Ademir chegou a Brasília apenas na noite do dia 8, após os atos já terem terminado. Ele saiu de Passo Fundo (RS) em um ônibus comercial, com o objetivo de vender capas de celular, bandeiras e camisetas do Brasil compradas no Paraguai. Segundo a defesa, mesmo tendo apresentado notas fiscais, as mercadorias e R$ 5 mil em espécie, ele foi preso.
Depois de preso, o ambulante foi classificado como “positivo” em um relatório da equipe de Alexandre de Moraes com base em postagens antigas no X, feitas em 2018. Entre elas estavam mensagens como: “Cadeia nesses políticos bandidos”, “Dilma na cadeia e geral também” e “O Lula é preso, como um preso tem celular e grava vídeos? Isso pela lei penal é proibido. Vamos tirar as regalias desse marginal. Preso e tem que respeitar o código de conduta como preso.”

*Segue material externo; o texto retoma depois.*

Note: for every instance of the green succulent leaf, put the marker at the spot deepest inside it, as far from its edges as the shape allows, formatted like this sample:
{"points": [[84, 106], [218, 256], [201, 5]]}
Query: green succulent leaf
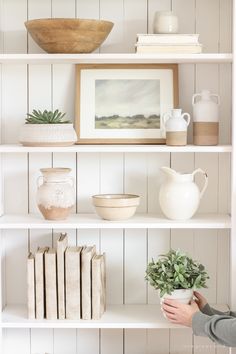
{"points": [[46, 117]]}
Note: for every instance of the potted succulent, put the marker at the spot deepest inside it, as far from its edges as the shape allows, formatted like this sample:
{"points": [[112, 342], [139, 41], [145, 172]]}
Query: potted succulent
{"points": [[47, 128], [176, 275]]}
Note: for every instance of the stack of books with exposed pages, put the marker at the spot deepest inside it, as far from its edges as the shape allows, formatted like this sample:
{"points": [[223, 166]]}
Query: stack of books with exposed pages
{"points": [[168, 43]]}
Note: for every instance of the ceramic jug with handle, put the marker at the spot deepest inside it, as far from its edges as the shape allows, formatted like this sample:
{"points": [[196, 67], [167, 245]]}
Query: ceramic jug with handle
{"points": [[179, 195], [176, 127]]}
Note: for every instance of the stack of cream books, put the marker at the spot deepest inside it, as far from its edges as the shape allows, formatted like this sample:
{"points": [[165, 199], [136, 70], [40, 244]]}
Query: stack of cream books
{"points": [[168, 43], [66, 282]]}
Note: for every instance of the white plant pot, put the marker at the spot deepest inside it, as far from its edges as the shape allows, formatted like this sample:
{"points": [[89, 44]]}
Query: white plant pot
{"points": [[47, 135], [181, 295]]}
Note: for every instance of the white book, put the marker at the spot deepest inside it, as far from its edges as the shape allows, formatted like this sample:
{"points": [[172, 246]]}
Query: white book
{"points": [[39, 282], [31, 286], [179, 49], [167, 38], [98, 286], [51, 284], [72, 263], [86, 281], [62, 244]]}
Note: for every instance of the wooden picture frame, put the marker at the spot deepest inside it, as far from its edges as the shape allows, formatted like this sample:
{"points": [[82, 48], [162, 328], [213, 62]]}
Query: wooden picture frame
{"points": [[97, 90]]}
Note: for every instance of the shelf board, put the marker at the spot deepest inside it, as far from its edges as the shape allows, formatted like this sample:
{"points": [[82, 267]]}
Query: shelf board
{"points": [[115, 58], [17, 148], [92, 221], [116, 316]]}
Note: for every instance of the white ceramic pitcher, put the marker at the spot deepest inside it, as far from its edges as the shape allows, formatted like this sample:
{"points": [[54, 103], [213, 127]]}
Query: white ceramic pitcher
{"points": [[179, 195]]}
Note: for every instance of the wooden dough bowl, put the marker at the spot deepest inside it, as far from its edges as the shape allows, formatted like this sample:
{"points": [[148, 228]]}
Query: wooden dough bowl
{"points": [[64, 35]]}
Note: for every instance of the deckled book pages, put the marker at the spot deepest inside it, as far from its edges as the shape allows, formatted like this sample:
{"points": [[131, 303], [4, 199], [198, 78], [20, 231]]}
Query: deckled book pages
{"points": [[98, 286], [40, 282], [62, 244], [51, 284], [86, 274], [31, 286], [72, 262]]}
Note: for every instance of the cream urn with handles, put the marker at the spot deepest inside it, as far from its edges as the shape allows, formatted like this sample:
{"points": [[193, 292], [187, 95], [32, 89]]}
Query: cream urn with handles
{"points": [[179, 195]]}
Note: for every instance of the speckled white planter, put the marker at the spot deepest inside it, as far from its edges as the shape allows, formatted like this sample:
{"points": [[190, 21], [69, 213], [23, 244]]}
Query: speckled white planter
{"points": [[56, 195], [47, 135]]}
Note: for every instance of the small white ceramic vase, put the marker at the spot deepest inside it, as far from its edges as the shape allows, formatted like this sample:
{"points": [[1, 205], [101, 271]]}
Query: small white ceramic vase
{"points": [[47, 135], [176, 127], [205, 118], [56, 195], [179, 196], [165, 22]]}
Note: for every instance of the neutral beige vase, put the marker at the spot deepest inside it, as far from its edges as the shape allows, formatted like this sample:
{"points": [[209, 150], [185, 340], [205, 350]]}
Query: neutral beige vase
{"points": [[56, 195]]}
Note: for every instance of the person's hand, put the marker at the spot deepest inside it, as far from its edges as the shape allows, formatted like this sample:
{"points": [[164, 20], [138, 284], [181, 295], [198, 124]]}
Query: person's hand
{"points": [[200, 300], [180, 313]]}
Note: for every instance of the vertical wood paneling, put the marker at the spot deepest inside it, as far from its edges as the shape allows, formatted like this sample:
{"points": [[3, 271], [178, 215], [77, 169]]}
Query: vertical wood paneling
{"points": [[14, 32], [156, 5], [208, 30], [16, 338], [37, 9], [87, 341], [88, 180], [113, 11], [134, 22], [41, 341], [64, 341], [135, 341]]}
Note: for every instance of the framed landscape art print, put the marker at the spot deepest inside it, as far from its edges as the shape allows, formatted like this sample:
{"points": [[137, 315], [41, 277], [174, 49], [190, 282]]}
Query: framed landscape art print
{"points": [[124, 104]]}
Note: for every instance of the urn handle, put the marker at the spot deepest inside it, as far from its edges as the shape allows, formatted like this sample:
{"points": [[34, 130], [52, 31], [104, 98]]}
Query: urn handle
{"points": [[38, 181], [199, 170], [187, 118]]}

Mesmo sem qualquer ligação com as invasões, Ademir foi condenado em outubro de 2024 a um ano de prisão por incitação ao crime e associação criminosa. A pena foi convertida em restrições de direitos, como 225 horas de serviço comunitário, proibição de uso de redes sociais, participação obrigatória em curso sobre democracia e retenção de passaporte.
O ambulante ficou quatro meses preso na Papuda e hoje cumpre pena com tornozeleira eletrônica. Ele também foi incluído na multa coletiva de R$ 5 milhões por danos morais aplicada a todos os condenados por supostos atos antidemocráticos.